President William McKinley
(Library of Congress)
"In view of these facts and of these considerations I ask the Congress to authorize and empower the President to take measures to secure a full and final termination of hostilities between the Government of Spain and the people of Cuba, and to secure in the island the establishment of a stable government, capable of maintaining order and observing its international obligations, insuring peace and tranquility and the security of its citizens as well as our own, and to use the military and naval forces of the United States as may be necessary for these purposes."
--President William McKinley
McKinley's War Message to 
Congress, April 11, 1898

The course of the war itself held few surprises.  The U.S. Navy struck first at Manila, the Philippines, in the morning of May 1;  the outgunned Spanish fleet surrendered six hours later.   By the second week of June the U.S. Marines were in Cuba;  by mid-July Spanish forces in Cuba had surrendered.  See the Library of Congress' detailed chronology of the war.   

The Treaty of Paris, 1898

In its declaration of war the U.S. government specifically renounced any intention of annexing Cuba;  no such guarantees were given for Guam, the Philippines and Puerto Rico, however.  Not surprisingly, these territories were taken from Spain and added to America's newly created offshore empire.  (During the general mood of imperialistic zeal, McKinley and the Congress had annexed Hawaii and Wake Island as well.) 

The Ironies of Empire

This was not the first time that the United States had dramatically expanded its territories. Neither was this the first time that it had done so by war with another nation (Mexico, 1846-48).  That this expansion required the violent subjugation of nonwhites (in this case Filipinos, but for much of the same century, Native Americans) was hardly new, either.  

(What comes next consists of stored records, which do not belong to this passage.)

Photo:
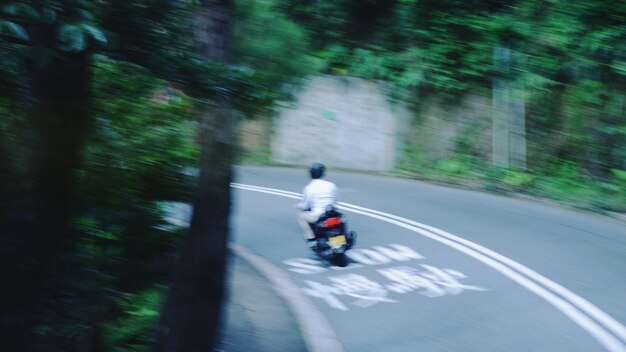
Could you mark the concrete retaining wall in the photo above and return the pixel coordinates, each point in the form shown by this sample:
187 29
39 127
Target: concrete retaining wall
343 122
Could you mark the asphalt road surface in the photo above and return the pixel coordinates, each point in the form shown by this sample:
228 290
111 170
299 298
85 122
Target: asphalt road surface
443 269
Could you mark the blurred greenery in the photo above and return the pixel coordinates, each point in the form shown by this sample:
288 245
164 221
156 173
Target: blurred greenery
146 82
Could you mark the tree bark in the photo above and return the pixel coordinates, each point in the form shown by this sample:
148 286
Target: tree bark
34 219
192 313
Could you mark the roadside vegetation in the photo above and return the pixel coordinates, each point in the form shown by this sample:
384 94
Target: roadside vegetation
106 106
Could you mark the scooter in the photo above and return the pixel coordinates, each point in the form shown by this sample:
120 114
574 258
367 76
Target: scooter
332 238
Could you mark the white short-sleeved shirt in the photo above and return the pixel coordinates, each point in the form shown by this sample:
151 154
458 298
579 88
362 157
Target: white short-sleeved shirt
318 194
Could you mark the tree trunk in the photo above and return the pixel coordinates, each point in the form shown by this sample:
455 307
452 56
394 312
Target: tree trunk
192 313
34 222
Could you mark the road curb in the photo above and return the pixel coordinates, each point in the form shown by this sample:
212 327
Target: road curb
315 329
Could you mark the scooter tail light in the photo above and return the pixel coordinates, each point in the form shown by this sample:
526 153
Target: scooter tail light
332 222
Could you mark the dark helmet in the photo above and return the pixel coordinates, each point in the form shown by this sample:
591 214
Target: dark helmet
317 170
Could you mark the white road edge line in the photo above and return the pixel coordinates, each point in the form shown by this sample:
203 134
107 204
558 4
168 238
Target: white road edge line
315 329
504 265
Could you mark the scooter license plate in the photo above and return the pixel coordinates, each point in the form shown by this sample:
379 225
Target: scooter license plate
337 241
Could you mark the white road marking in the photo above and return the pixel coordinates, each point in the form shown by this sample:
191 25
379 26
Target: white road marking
316 330
609 332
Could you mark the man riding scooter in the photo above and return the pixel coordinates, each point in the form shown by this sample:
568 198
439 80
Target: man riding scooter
316 197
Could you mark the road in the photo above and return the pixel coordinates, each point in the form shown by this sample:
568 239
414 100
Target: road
443 269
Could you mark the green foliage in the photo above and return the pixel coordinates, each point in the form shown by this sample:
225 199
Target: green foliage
135 330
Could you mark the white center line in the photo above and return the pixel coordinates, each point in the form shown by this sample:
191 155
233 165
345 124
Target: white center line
610 333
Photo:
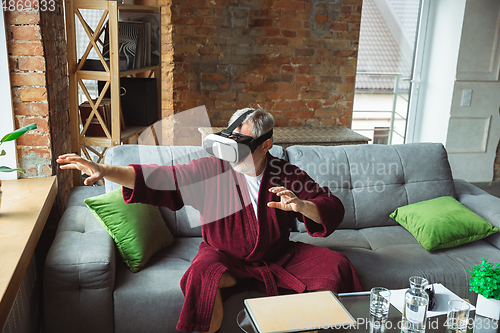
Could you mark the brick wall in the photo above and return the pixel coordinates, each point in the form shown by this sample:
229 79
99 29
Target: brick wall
295 58
496 166
36 43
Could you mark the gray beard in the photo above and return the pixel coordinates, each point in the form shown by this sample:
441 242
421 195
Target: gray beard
244 167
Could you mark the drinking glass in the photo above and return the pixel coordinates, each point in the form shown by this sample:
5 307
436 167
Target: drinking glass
380 300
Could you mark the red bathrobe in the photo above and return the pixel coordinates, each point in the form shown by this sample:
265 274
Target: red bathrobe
237 241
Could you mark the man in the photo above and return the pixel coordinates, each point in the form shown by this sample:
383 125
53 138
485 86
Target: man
255 205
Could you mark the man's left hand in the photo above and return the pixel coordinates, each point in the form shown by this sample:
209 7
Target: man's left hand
288 200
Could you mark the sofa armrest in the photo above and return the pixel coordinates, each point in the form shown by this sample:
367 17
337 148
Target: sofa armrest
482 203
79 275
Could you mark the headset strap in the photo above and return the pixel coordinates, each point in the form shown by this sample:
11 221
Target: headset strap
228 131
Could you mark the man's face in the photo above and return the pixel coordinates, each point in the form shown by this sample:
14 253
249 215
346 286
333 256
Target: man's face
252 162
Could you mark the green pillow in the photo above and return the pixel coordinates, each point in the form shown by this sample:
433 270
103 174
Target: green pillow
137 229
442 223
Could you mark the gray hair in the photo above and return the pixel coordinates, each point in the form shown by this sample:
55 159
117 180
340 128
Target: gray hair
260 120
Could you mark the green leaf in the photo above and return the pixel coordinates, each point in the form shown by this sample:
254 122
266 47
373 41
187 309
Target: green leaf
7 169
17 133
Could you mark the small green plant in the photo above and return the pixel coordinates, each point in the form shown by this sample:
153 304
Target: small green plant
12 136
485 279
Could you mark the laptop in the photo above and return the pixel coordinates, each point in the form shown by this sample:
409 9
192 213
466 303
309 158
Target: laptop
298 312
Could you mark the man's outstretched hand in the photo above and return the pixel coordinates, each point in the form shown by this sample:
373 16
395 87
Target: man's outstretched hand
73 161
290 202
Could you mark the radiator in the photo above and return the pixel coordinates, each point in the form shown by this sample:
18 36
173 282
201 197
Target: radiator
24 316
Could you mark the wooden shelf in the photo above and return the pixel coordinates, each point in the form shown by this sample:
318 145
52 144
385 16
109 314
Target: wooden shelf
127 133
26 204
139 9
109 14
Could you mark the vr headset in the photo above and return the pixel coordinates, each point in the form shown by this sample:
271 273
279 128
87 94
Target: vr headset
233 147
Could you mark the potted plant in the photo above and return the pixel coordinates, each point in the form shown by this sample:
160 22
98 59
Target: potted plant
485 280
9 137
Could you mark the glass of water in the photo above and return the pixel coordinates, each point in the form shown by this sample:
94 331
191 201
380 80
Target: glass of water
458 315
380 300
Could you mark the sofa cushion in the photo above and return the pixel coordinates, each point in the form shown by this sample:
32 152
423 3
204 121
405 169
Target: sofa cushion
180 222
151 300
373 180
388 256
442 222
137 229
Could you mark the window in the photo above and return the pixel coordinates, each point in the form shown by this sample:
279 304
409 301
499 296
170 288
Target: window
388 33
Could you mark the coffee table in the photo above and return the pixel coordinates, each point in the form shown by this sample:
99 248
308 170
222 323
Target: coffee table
358 305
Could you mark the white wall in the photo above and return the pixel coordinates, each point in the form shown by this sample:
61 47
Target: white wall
442 42
474 131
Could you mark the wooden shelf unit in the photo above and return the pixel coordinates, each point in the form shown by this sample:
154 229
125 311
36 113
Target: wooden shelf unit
111 75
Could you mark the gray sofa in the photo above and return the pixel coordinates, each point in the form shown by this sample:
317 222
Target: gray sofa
87 288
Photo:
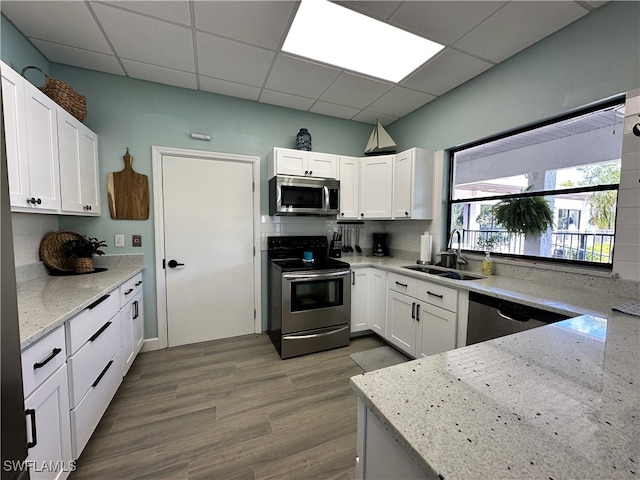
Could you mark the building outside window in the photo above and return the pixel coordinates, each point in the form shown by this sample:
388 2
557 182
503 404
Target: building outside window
571 163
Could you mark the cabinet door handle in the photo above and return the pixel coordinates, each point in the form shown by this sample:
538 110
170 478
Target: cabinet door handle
102 373
99 332
97 302
30 412
41 364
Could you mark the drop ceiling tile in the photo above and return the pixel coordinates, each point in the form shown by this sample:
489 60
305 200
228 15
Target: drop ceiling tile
333 110
355 91
231 89
153 73
68 23
442 22
516 26
445 72
300 77
258 23
370 117
233 61
285 100
78 57
172 11
400 101
141 38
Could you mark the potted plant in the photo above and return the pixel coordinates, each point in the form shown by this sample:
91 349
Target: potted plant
82 249
527 215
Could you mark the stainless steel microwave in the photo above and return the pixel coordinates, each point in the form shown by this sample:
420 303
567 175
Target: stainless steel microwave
292 195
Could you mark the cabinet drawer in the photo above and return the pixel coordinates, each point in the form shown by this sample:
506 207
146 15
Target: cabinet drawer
85 366
42 359
443 297
84 325
402 284
130 289
85 417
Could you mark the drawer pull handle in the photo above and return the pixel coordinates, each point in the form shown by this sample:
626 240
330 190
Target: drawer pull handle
30 412
99 332
41 364
102 373
97 302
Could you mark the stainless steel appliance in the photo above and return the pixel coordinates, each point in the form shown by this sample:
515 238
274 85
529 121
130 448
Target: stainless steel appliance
309 299
491 317
291 195
14 431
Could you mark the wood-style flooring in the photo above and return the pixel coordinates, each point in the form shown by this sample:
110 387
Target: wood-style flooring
231 410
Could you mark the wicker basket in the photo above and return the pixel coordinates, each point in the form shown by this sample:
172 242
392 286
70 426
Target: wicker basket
63 95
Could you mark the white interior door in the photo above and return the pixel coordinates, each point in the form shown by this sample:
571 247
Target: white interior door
208 228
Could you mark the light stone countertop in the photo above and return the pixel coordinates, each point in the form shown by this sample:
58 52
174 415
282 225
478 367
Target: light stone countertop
556 402
45 302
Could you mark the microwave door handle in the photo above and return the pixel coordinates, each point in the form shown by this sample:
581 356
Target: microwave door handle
325 190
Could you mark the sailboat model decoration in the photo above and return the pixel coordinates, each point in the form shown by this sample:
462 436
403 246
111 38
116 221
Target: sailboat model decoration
380 143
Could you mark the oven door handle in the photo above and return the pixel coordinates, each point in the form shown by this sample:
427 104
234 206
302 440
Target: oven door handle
315 275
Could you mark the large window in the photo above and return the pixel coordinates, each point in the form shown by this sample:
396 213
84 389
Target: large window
547 191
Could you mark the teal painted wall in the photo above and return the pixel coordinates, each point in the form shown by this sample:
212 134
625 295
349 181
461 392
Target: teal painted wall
593 58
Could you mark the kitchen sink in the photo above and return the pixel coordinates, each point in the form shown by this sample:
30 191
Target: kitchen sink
444 272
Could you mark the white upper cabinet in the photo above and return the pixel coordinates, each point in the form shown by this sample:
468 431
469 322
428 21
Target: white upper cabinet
32 149
78 151
413 184
376 187
286 161
349 188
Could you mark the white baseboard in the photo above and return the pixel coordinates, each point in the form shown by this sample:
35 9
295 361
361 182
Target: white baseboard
150 344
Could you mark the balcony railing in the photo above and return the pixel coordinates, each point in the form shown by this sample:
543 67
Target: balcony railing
568 244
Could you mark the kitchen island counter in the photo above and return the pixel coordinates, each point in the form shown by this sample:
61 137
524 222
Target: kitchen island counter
560 401
46 302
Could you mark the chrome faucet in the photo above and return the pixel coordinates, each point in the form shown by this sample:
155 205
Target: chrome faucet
460 260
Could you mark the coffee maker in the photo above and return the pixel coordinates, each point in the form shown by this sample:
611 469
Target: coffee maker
380 245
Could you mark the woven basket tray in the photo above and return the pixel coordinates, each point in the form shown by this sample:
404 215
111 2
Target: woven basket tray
51 251
62 93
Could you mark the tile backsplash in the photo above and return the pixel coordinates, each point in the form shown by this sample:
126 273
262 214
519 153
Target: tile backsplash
28 231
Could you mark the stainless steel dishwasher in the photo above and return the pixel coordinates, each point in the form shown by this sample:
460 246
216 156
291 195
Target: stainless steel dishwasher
491 317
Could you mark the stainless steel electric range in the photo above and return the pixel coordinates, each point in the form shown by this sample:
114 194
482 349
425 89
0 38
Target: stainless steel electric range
309 296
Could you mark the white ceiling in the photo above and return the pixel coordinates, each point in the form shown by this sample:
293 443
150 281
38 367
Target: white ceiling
233 47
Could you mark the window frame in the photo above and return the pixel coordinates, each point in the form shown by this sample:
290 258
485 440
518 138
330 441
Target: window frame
450 153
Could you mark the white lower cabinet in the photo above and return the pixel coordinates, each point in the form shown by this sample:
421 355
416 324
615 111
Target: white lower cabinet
47 407
132 319
368 300
94 338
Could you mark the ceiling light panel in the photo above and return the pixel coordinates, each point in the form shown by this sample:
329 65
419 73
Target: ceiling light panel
338 36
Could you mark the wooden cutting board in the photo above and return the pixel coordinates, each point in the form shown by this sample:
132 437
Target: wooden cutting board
128 192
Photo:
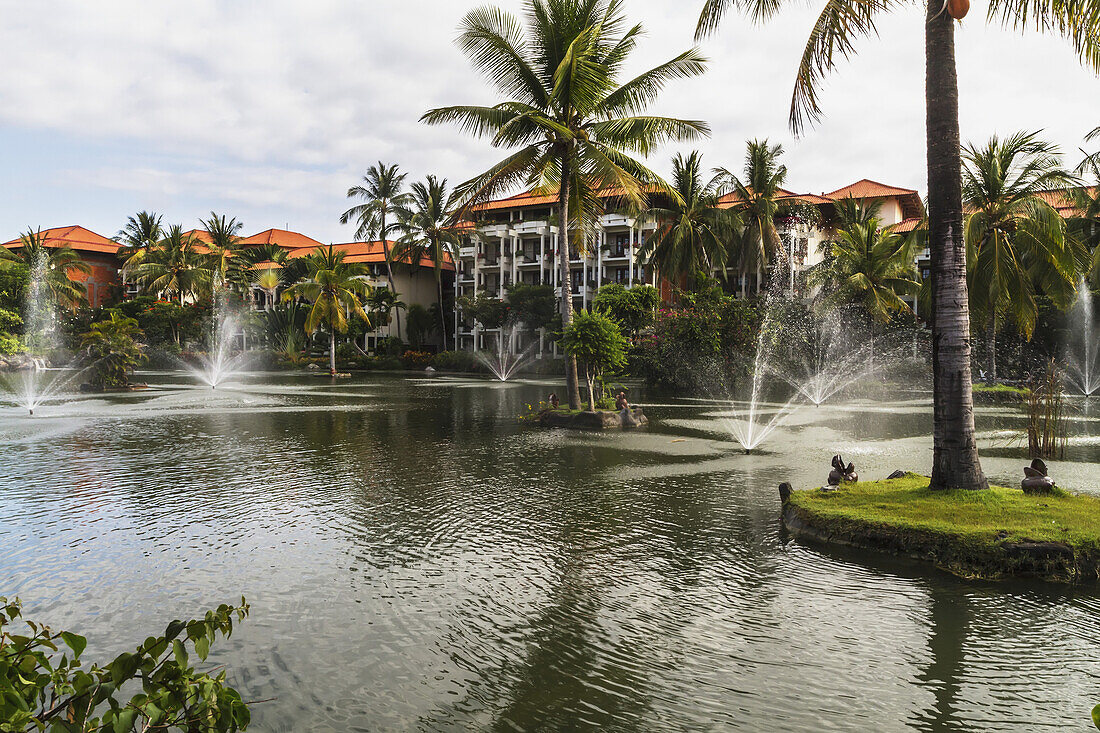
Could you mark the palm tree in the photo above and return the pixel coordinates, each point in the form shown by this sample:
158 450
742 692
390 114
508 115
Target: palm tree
575 123
955 451
428 233
57 266
382 196
759 194
175 267
334 290
868 264
1015 239
693 232
226 250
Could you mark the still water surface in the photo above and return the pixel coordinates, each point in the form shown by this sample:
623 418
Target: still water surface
416 560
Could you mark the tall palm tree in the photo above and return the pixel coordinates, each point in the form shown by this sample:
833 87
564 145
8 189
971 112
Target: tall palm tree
842 22
57 265
693 232
226 250
759 194
575 123
868 264
175 267
334 290
382 195
428 233
1015 239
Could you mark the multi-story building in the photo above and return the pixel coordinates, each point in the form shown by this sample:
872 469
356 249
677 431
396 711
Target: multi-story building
515 240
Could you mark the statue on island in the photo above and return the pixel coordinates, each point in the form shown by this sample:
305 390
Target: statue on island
842 472
1035 479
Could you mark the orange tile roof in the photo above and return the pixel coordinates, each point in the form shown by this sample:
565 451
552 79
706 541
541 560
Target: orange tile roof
366 252
290 240
78 238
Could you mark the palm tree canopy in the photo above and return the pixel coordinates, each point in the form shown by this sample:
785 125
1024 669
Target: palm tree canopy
844 22
693 232
564 100
1015 239
381 194
334 290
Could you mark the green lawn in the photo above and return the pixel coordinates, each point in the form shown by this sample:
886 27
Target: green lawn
971 533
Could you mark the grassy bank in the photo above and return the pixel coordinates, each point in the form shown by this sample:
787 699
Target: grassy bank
988 534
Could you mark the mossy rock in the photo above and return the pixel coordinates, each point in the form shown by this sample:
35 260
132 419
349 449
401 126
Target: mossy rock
994 534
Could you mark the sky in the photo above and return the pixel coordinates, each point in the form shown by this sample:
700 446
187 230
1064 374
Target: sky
270 110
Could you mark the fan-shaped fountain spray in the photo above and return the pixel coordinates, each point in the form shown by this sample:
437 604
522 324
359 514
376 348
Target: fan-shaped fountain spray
504 361
1082 345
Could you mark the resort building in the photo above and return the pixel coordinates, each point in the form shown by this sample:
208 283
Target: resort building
103 284
514 240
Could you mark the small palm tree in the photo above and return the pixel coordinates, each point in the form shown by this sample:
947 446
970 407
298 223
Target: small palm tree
1016 241
174 269
428 233
575 122
334 290
760 200
870 265
382 195
57 266
693 232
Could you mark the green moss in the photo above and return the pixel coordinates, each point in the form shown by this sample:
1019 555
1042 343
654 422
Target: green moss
997 515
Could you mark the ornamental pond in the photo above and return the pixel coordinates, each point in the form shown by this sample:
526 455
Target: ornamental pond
416 559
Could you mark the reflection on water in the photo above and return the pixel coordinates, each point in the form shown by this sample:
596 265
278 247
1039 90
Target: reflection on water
418 560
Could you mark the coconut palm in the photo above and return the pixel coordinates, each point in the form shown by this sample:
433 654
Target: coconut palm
760 199
833 37
226 250
428 233
334 290
382 196
58 265
870 265
1016 241
575 123
693 232
175 267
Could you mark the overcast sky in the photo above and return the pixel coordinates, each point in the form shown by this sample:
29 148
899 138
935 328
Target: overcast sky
270 110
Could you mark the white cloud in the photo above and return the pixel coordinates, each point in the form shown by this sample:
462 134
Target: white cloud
281 104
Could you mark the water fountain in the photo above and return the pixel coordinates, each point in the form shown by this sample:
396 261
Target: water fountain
220 362
1082 347
34 382
504 361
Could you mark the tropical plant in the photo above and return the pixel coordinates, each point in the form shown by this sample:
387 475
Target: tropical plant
334 290
834 35
693 232
574 122
759 200
56 264
870 265
141 231
1016 241
112 350
428 233
46 686
174 267
631 308
597 342
381 193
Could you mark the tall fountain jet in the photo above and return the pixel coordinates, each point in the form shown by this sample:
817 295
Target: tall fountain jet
1082 345
220 363
504 360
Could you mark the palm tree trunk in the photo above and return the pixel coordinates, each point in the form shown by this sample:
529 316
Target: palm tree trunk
955 461
572 387
389 266
332 353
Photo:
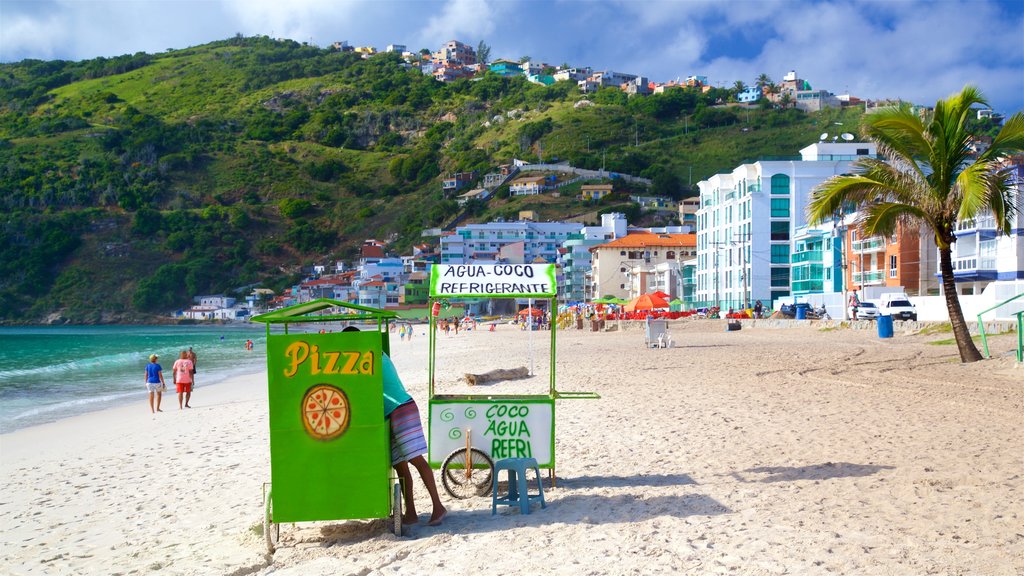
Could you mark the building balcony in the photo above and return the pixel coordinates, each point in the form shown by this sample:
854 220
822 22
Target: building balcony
808 256
873 244
971 263
868 278
806 286
976 224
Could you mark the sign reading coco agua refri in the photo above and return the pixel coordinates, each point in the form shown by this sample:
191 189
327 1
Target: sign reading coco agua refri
503 427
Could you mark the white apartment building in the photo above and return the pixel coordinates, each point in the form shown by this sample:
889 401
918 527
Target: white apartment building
981 255
518 242
748 217
640 262
574 258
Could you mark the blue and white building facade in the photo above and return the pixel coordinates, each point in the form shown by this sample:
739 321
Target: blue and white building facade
748 219
492 242
981 255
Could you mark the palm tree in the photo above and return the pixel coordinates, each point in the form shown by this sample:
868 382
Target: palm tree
927 176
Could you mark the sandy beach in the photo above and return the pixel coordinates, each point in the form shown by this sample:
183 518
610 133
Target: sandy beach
769 450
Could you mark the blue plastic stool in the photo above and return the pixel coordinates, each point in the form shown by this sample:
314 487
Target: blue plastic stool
517 472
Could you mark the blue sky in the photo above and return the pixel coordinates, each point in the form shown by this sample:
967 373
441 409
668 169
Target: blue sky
915 49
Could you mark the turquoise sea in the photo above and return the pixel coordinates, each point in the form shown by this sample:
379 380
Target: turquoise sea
48 373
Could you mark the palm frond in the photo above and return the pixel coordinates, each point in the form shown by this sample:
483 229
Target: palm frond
882 218
1009 140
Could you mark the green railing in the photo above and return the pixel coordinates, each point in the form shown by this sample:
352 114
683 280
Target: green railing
1020 329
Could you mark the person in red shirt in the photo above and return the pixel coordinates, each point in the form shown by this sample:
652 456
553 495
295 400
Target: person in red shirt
183 377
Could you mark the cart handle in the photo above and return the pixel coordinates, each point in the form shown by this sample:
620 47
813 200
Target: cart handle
577 396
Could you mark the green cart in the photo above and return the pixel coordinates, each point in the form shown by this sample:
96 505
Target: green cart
330 446
469 432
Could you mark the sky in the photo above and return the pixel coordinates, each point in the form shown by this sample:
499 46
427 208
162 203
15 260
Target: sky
918 50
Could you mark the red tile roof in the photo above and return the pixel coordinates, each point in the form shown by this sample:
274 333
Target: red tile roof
644 240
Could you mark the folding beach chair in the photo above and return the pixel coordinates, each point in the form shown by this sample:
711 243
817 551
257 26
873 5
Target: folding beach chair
656 334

Nevertheless, ironies of empire abounded for this self-styled democratic republic.   Many of these ironies were scathingly noted by American anti-imperialist Mark Twain in his writings.  Critics pointed out the irony of fighting to free Cubans from Spanish colonial rule then fighting the Filipino War (1900-1902) to retain colonial dominion over a captive people.  Perhaps the greatest irony of all lay in the disappointment to the business community when China proved not to be a market for American goods.   Despite America's struggle to maintain access to China (see the textbook's assessment of the "Open Door" policy), China did not turn out to be America's economic salvation. In fact, many Chinese deeply resented the liberties taken with their sovereignty, a resentment that erupted in the so-called Boxer Rebellion.  Finally, in "the Insular Cases" the Supreme Court ruled, ironically, that the Bill of Rights did not follow the flag and thus did not apply to the newly-held colonial peoples of the Caribbean and the Pacific.  

The war and annexations were not the cause of America’s arrival as a world power; for better and worse, they were merely the announcements.